Non-Hispanic White people accounted for 44.6% of adult SNAP recipients and 31.5% of child recipients in 2020. About 27% of both adult and child recipients were Black. Hispanic people, who can be of any race, accounted for 21.9% of adult recipients and 35.8% of child recipients.
The vast majority of both adult and child recipients were born in the United States – 82.3% and 97.1%, respectively.

Narratives surrounding the other's role in making life hard for the individual are rooted in deep and complex systems of ignorance and prejudice which extend back centuries and are not likely to go anywhere, any time soon. But in regard to our current plight, it is important to understand that these narratives are both intentional and nefarious, in that they seek only to distract people from what is painfully obvious. Other struggling people are not the source of your problems.
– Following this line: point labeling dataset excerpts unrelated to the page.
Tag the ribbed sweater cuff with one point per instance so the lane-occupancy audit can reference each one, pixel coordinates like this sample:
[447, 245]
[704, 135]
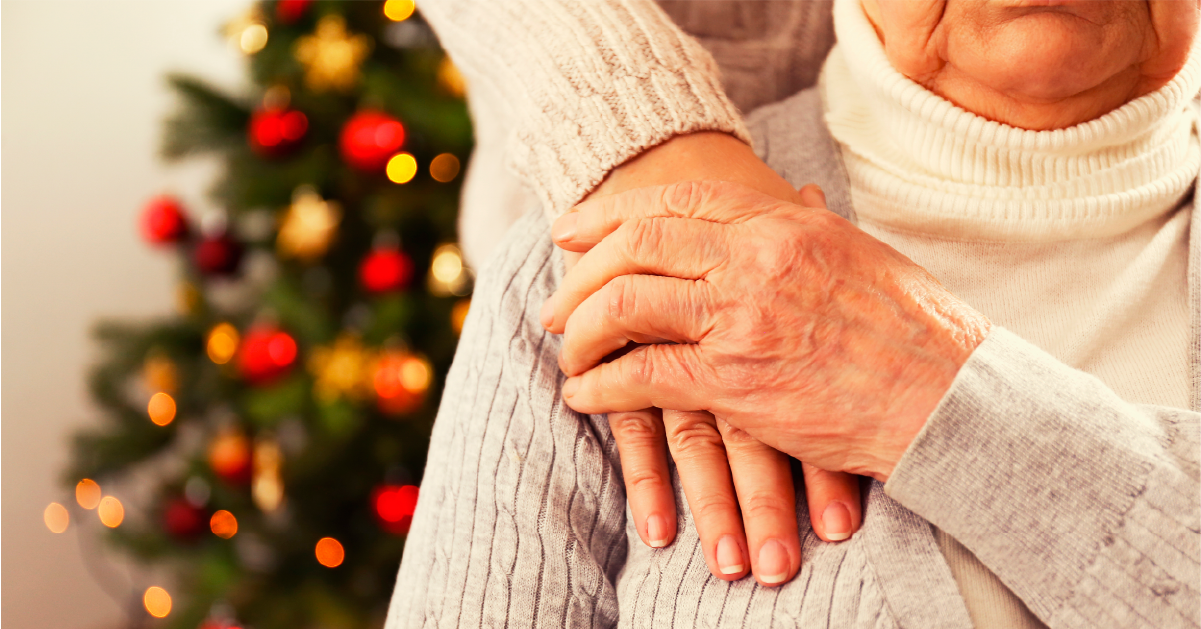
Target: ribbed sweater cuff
[1031, 465]
[586, 84]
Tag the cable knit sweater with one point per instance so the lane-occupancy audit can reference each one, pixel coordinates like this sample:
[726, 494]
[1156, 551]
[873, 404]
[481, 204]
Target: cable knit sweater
[956, 553]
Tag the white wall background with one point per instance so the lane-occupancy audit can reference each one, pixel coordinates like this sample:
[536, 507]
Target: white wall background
[82, 96]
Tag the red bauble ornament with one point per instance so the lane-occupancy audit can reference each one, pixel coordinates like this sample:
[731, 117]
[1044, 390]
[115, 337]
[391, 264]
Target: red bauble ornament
[229, 456]
[183, 520]
[370, 138]
[266, 354]
[275, 131]
[393, 505]
[386, 269]
[290, 11]
[163, 221]
[217, 255]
Other poor people do not have the influence or the power to make your life harder.


When minimum wage has not gone up in two decades and inflation continues to increase, when businesses capitalize on deregulation and a refusal to set terms in the bailouts they receive when they over extend their investments and make risky gambles with your money, it is not other poor people who are responsible for your poverty. It is not other middle class people who are responsible for your inability to afford child care, or who force you to consider stepping back from work because of the expenses incurred by putting your kids in daycare. Your healthcare is not expensive because someone else is covered by Medicaid.


The Leopards are lurking behind those narratives. The plutocrats and the oligarchs and the corporate elites refusal to help you, their active disenfranchisement of you through unfettered lobbying in politics, making backroom deals among themselves, and feeding you narratives to justify their love of auto felatio against the prospect of your future, is not something you can pit on anyone but them. For all that our society is fraught with issues surrounding prejudice and the other, it is a war between classes, fought in ballots and capitol chambers, that has guided us steadily to this place. In which the poor continue to get poorer, housing prices skyrocket, groceries are harder to come by without undue hardship, the bills are harder to pay, medical insurance and retirement savings are made into luxury goods most cannot afford, and we are all left worse off.


It is them, and not us, who are the problem. And as they are the problem, you cannot hope to find an amenable solution in placing your faith in them.